Inspiration

During a guest lecture at VNIT Nagpur, a banking professional said something that stopped us cold:

"The average time to detect insider fraud in Indian banks is 197 days. By the time we catch it, the money is already gone."

That number became our north star.

The deeper problem isn't missing data — every login, every transaction, every file download is already logged. The problem is that existing systems use static global rules. Flag anyone who accesses more than 50 accounts. Flag anyone who logs in after 8 PM. Fraudsters know these rules. They access 49 accounts. They log in at 7:59 PM. Every single day. For months.

We asked one question: what if the system stopped comparing employees to each other — and instead compared each employee to their own history?

That question became SentinelAI.


What It Does

SentinelAI is a real-time AI fraud detection system for bank employees — specifically targeting internal and privileged user fraud that static rules cannot catch.

Every login session is scored in real time using a three-layer AI ensemble:

Layer 1 — Autoencoder (Structural Anomaly) Trained only on normal behaviour. When it sees a fraud session, it cannot reconstruct it accurately. That reconstruction error is our first signal.

Layer 2 — LSTM (Temporal Anomaly) Looks at 7 consecutive days of behaviour. Catches the "slow escalator" fraudster who increases transaction amounts by just 10% per day — completely invisible in a single session, unmistakable across a week.

Layer 3 — CatBoost (Final Risk Score) Fuses both model outputs with 20 engineered features into a final risk score from 0 to 100.

Every alert includes SHAP-explained reasons — the top 5 factors that triggered the flag, in plain English. No black box. Fully auditable for RBI compliance.

The moment a session is flagged, SentinelAI calls the Claude API and auto-generates a court-ready investigation report in under 2 seconds — Alert Summary, Suspicious Behaviour, Risk Assessment, and Recommended Actions. What used to take an investigator 2–4 hours now happens before they open their laptop.

We detect 5 fraud archetypes that static rules miss entirely:

Archetype Pattern
Off-Hours Access Login at 2–4 AM when no supervisor is present
Bulk Download 60–150 accounts, 500–2,000 MB in one session
Privilege Escalation Accessing systems outside own department
Slow Escalator Transaction amounts growing 10% per day over 90 days
Dormant Abuse Targeting accounts with no recent activity

The full system includes a FastAPI backend with 6 REST endpoints, a React dashboard with live risk heatmap and alert queue, and Docker deployment — one command brings the entire stack live.


How We Built It

Data Pipeline We generated 5,099 synthetic bank activity records across 100 employees over 90 days, with 5 fraud archetypes injected for 6 flagged users.

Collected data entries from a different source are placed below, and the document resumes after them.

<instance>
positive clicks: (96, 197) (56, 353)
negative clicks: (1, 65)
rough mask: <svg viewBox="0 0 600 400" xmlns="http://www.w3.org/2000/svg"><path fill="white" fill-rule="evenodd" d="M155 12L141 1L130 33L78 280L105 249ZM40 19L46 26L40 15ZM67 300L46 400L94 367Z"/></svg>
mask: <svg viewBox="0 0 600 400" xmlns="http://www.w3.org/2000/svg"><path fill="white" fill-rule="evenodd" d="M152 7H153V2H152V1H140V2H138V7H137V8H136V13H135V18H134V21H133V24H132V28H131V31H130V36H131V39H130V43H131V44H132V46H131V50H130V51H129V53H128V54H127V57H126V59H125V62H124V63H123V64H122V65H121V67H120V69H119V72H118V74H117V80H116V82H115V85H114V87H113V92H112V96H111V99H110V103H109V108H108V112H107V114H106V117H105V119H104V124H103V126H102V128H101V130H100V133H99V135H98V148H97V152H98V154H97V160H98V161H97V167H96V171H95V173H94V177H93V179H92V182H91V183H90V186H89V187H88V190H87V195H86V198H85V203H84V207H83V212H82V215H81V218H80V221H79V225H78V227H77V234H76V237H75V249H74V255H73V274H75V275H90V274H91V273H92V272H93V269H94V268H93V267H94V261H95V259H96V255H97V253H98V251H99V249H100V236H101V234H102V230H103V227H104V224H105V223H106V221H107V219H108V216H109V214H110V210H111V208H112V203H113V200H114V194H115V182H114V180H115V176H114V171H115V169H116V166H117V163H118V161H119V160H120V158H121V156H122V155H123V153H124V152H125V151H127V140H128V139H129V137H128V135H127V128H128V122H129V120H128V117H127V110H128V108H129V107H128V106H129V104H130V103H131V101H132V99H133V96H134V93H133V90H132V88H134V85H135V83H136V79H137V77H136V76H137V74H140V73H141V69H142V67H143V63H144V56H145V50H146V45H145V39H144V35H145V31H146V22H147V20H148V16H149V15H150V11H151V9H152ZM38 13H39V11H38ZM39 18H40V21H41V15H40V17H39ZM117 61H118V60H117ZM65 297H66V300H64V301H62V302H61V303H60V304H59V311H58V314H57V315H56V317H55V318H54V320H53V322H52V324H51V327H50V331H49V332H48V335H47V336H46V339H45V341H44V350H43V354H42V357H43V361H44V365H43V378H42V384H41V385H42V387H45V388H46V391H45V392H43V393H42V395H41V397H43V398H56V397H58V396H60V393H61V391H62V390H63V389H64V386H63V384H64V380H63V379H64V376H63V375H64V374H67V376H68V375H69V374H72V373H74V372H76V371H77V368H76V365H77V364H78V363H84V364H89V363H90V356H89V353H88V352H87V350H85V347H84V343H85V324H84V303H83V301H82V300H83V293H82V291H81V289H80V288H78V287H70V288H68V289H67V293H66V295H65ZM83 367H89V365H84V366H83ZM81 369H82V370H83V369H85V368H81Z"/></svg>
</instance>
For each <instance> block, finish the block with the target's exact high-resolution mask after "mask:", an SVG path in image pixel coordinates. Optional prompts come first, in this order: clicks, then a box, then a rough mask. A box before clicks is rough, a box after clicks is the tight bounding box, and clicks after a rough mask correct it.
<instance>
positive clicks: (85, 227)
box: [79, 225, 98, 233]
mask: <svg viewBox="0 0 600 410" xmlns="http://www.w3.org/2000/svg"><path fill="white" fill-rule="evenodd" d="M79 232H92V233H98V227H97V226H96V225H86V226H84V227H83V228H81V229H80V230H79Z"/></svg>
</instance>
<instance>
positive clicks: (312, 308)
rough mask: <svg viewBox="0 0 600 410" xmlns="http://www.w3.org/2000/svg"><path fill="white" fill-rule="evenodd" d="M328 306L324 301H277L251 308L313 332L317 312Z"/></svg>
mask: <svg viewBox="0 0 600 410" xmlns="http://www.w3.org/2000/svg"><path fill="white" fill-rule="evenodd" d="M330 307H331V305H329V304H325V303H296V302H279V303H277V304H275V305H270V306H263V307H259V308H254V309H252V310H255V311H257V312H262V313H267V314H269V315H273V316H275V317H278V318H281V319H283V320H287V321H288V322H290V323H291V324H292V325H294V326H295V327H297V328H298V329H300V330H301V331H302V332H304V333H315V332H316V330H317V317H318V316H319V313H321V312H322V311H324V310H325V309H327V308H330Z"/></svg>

The key design decision was computing per-user rolling z-scores using a 30-day window with .shift(1) to guarantee zero data leakage — today's value is never in the baseline used to score today.

Feature Engineering 20 features per session: 6 rolling z-scores, 4 time-based flags (off-hours, late-night, cyclic hour encoding), 5 access pattern flags, 2 categorical encodings, and 3 raw counts. All features are scaled with StandardScaler. The encoding maps are fixed and sorted in both training and inference code to guarantee they never diverge.

Model Training

  • Autoencoder: trained on normal records only, threshold at 95th percentile of normal reconstruction errors
  • LSTM: 7-day sliding window sequences, one per user, trained on normal users only
  • CatBoost: class weights {0:1, 1:10} to handle the 6% fraud ratio without oversampling

Backend FastAPI with a lifespan context manager for startup, request timing middleware that logs every call with duration and request ID, and a 5-minute scored-DataFrame cache so /alerts and /dashboard-stats return in under 10ms instead of re-scoring 5,099 records on every call.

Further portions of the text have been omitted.